Belarusian President Alyaksandr Lukashenka has ordered that deputy directors for ideology be introduced into all of the country's enterprises. The new officials will be responsible for explaining Belarusian state ideology to workers. There's just one problem. Neither analysts nor officials seem able to articulate the substance of this ideology.
Prague, 16 September 2003 (RFE/RL) -- Belarusian President Alyaksandr Lukashenka recently ordered the Ministry of Labor and Social Security to ensure that all state-owned and private enterprises in the country hire an officer responsible for ideology.
Ministry of Labor and Social Security spokeswoman Galina Trofimenko told RFE/RL that the order came as a result of a March conference on ideology organized by the Ideological Department of the presidential administration. She said deputy directors responsible for ideology will be introduced into all companies with more than 300 employees.
What should the CV or resume of a deputy director of ideology look like? Trofimenko said a deputy director should have a higher education, at least five years of experience working as a manager, and should know the fundamentals of Belarus's state ideology.
There's just one hitch. There appears to be no clearly articulated Belarusian state ideology. Analysts say Lukashenka simply wants to suppress the critics of his policies and control society in the way Soviet leaders once did.
Valery Karbalevich, an analyst with the Strategic Center, an independent Minsk-based political think tank, said there is no definitive Belarusian ideology and that those responsible for overseeing "ideological work" in Belarus will have to praise Lukashenka and his policies and report to authorities on those who disagree with the official line.
"I think that people who are responsible for ideology clearly understand one simple and foolish idea -- you need to praise Lukashenka and his policies and curse all his enemies -- the West, the [Belarusian] opposition," Karbalevich said. "Depending on the [political] situation, they must also curse Russia, but if the situation changes, they should support integration with her. To praise Lukashenka, that is the only ideology."
Karbalevich said Lukashenka outlined some vague guidelines on Belarusian ideology during the March conference but that his speech was confusing. He said Lukashenka suggested what amounts to a mishmash of Soviet-style communism and modern Western ideologies.
"It is clear that this mix cannot constitute any articulate system and that it will never work," Karbalevich said.
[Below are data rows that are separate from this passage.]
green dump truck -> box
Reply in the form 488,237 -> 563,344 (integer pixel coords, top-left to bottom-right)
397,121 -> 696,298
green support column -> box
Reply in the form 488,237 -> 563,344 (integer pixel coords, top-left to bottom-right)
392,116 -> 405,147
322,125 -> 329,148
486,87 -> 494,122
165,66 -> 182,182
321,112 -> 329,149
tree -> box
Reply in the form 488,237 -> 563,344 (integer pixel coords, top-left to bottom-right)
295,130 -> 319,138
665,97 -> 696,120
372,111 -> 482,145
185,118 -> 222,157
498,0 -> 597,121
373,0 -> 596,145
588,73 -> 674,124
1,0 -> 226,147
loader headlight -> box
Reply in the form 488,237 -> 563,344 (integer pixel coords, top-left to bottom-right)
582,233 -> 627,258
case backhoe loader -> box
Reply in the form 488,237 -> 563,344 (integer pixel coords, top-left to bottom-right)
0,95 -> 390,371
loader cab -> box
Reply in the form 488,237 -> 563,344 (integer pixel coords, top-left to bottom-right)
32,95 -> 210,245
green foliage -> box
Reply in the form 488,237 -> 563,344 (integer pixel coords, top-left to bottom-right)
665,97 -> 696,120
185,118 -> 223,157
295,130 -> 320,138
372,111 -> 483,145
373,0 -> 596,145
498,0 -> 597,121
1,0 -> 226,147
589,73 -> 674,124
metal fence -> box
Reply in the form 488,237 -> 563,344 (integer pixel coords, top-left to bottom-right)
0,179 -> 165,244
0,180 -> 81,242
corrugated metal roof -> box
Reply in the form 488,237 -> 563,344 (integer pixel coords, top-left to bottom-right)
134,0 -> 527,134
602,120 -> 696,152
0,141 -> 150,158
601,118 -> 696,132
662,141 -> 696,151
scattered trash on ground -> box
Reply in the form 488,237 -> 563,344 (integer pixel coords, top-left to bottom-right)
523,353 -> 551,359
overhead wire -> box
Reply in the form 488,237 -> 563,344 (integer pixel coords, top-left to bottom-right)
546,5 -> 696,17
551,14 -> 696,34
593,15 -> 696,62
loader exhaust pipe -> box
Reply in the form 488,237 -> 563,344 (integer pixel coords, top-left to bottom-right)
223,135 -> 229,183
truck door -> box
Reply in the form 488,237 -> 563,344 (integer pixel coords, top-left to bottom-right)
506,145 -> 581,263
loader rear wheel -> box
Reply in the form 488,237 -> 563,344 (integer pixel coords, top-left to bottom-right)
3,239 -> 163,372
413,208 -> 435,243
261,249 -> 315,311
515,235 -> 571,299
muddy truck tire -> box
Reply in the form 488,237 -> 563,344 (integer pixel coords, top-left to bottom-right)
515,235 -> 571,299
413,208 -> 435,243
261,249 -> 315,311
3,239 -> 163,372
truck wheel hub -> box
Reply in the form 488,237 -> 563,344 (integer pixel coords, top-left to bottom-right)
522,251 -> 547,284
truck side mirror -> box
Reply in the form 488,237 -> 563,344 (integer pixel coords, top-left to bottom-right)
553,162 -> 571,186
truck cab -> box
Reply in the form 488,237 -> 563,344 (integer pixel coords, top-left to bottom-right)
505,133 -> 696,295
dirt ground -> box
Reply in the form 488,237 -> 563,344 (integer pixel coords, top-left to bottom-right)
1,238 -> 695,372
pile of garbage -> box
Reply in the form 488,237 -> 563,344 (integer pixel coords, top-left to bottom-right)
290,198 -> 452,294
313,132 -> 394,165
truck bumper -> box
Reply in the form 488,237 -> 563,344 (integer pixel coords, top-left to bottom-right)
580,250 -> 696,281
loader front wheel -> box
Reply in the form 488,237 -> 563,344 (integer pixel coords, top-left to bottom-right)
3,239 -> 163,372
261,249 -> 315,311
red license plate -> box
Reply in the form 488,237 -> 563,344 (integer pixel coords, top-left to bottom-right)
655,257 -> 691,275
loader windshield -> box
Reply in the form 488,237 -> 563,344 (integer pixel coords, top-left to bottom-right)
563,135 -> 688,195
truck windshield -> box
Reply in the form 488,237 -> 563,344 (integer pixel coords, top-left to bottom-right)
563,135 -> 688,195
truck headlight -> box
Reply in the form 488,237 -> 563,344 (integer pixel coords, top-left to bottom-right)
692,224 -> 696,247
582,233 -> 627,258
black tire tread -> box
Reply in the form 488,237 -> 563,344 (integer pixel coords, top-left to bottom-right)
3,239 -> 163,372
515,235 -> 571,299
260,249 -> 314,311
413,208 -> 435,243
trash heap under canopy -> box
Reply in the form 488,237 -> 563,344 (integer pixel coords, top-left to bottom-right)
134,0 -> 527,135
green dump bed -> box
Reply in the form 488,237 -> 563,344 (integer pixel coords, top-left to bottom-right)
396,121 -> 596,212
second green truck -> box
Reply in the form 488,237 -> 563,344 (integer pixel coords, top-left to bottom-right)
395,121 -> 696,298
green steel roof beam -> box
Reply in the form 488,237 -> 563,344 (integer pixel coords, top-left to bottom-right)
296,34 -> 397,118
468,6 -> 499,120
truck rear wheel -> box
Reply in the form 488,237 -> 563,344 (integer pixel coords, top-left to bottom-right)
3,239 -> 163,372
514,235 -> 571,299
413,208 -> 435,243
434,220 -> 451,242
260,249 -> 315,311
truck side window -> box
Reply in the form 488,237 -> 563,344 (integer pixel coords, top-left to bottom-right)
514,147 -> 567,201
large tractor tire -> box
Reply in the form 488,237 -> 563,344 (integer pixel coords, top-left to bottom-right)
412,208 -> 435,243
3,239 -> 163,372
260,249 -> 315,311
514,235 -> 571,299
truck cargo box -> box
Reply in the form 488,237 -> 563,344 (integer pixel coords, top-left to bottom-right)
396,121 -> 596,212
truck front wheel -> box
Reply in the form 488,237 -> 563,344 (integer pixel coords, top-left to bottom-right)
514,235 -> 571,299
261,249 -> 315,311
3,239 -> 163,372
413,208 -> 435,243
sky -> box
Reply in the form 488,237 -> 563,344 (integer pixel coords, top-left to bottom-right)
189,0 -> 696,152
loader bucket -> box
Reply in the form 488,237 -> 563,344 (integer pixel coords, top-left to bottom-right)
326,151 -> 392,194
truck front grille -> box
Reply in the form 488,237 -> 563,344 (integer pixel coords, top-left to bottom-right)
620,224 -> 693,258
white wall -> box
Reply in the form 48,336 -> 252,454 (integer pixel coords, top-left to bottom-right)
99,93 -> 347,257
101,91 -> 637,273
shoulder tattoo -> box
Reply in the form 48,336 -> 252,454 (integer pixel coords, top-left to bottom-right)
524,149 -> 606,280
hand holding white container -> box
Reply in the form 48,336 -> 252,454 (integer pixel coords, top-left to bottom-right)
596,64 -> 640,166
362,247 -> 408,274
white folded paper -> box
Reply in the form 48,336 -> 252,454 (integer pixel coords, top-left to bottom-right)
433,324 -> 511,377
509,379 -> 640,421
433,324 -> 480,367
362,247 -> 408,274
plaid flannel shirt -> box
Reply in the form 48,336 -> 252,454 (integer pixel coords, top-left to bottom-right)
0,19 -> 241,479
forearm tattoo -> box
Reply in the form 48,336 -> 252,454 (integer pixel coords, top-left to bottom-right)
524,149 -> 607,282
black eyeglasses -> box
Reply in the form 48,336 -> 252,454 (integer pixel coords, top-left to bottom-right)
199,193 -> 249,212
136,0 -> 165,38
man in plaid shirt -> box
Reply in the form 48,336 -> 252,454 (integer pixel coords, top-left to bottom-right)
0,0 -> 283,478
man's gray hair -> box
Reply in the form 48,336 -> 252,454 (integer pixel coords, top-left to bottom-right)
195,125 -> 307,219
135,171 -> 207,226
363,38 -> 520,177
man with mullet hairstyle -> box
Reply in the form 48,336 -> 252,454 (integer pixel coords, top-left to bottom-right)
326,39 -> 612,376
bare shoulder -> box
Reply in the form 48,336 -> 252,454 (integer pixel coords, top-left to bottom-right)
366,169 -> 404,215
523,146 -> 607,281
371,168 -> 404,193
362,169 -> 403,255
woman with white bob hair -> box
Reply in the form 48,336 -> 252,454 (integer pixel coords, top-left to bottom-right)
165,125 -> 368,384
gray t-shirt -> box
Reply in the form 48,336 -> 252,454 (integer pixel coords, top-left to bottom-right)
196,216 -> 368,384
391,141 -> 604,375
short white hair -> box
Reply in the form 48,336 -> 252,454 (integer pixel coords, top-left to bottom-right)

He said a clearly defined Belarusian state ideology has still not been presented in a book or article, despite the fact that it must be studied in schools and universities from the beginning of this month.
Tatsiana Protska is the head of the Belarusian Helsinki Committee, a nongovernmental organization that focuses on human rights. She told RFE/RL that although Lukashenka has not articulated an official ideology, the structure for promulgating such a belief system is already in place. This structure, she said, is an exact replica of the Soviet-era mechanisms of imposing communist ideology upon society.
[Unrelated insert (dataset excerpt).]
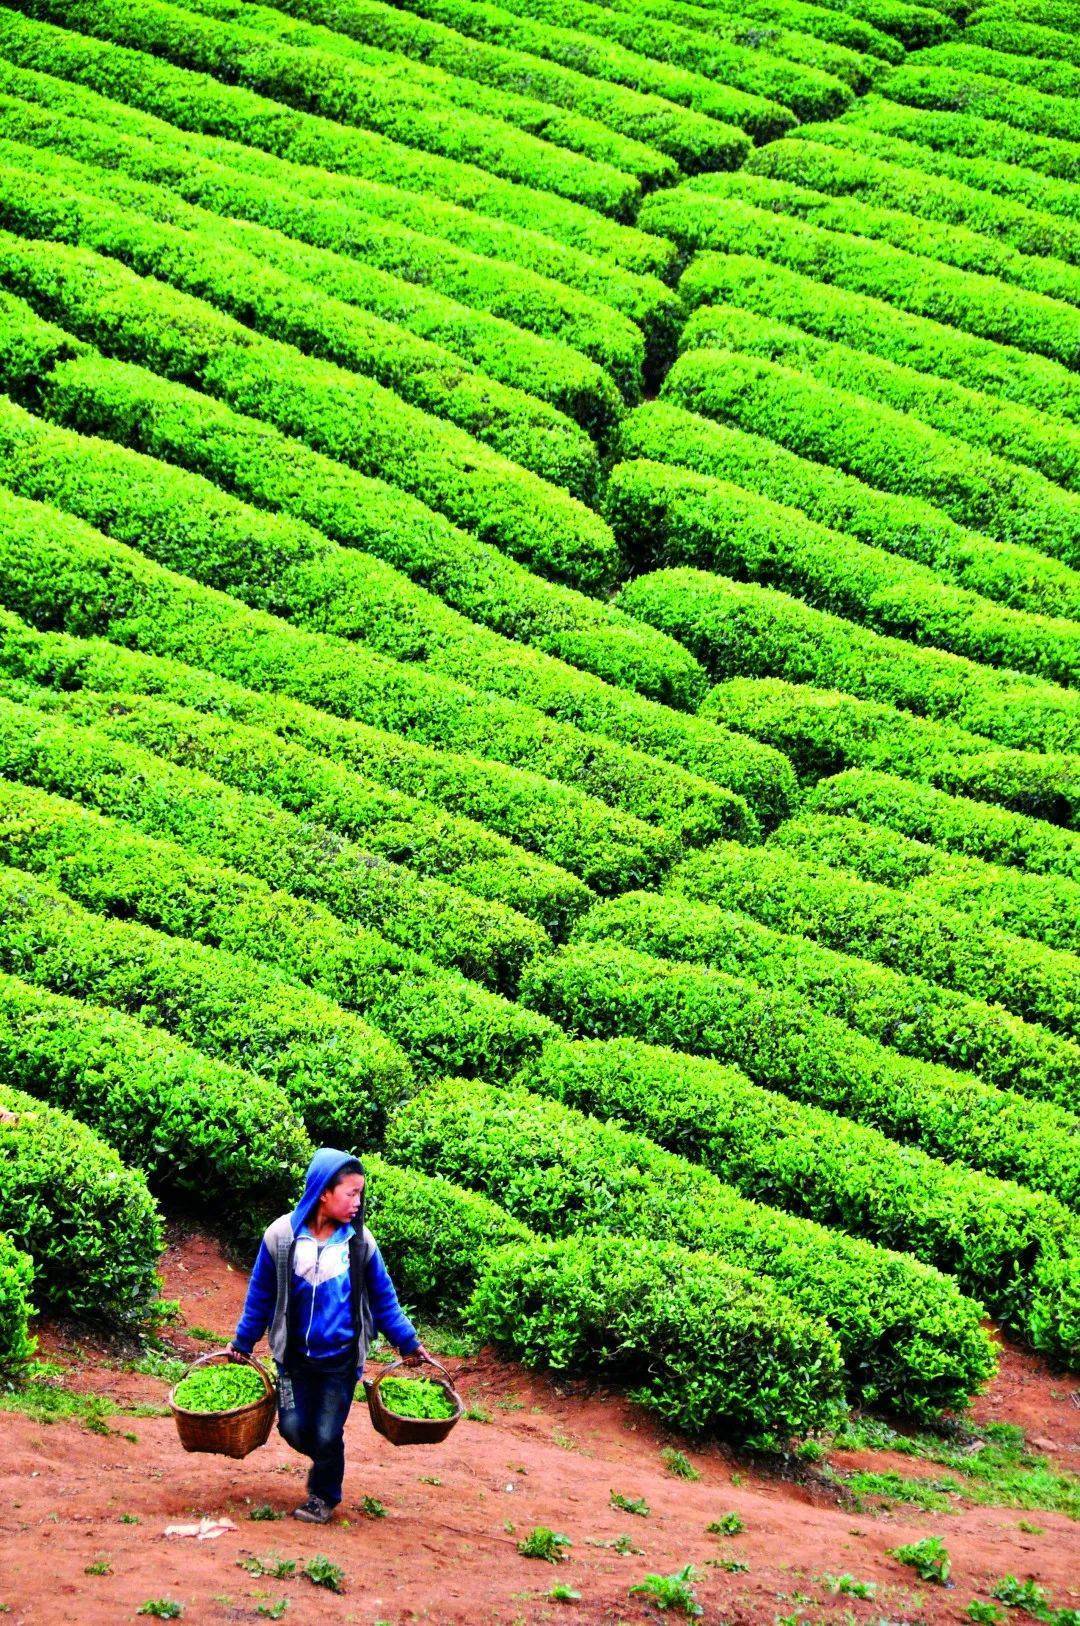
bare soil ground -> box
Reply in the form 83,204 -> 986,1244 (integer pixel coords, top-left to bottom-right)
1,1227 -> 1076,1625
"The Soviet system is taken as a propaganda model. At that time, the [Communist] Party organizations always had deputy directors for ideology. Now, party organizations have been practically replaced by presidential 'vertical power,'" Protska said.
Karbalevich said Lukashenka seeks to control Belarusian society through such a "vertical structure." He explained that this ideological control structure begins at the presidential level and trickles down to the smallest factories. Lower officials report to their superiors about the ideological situations in the sections of society they are responsible for.
"Every local council has a deputy chairman responsible for ideological work. Every regional council also has a deputy chairman responsible for ideological work, and so on. The vertical chain of responsibility is already in place. The officials will control each other from the upper echelons of power to the lower," Karbalevich said.
Karbalevich said there are officials responsible for ideological work in the presidential administration. The system may look effective, but Karbalevich said it will not work. "The efficiency will not be high," he said. "The efficiency will be weak because to begin with, Belarus is not the Soviet Union. Belarus is more or less an open society, with an independent mass media, where people can watch Russian television, where citizens are allowed to go freely abroad."
He said that what is lacking in Belarus is an effective KGB-style secret service. Nevertheless, deputy directors for ideology will be able to make life hard for employees. The most severe punishment might be firing.
Practically speaking, many reasons can be found for firing a "faithless" employee. For example, once a month, all employees will be required to attend an hour of political briefings, where they will be informed about recent actions by Belarusian authorities. "As during Soviet times," Karbalevich said, "it will be an indoctrination hour when questioning official policy would mean revealing oneself as an enemy of the state. It would eventually lead to being fired."
Alyaksandr Buchvostov agrees. He is the chairman of the Trade Union Association of Tractor and Agriculture Machines Manufacturers in Belarus. He said the new deputy directors for ideology are already seeking to root out "sinful" thoughts from the minds of workers and reduce the influence of the country's independent trade unions. He accuses the authorities of searching the personal belongings of workers for items not in line with the official ideology.
The decision is intended to affect foreign companies working in the country, as well. But Alyaksandr Denisov, a deputy director for Coca-Cola Beverages in Belarus, said he does not understand what the authorities are looking for and said the company tries to distance itself from ideology wherever possible.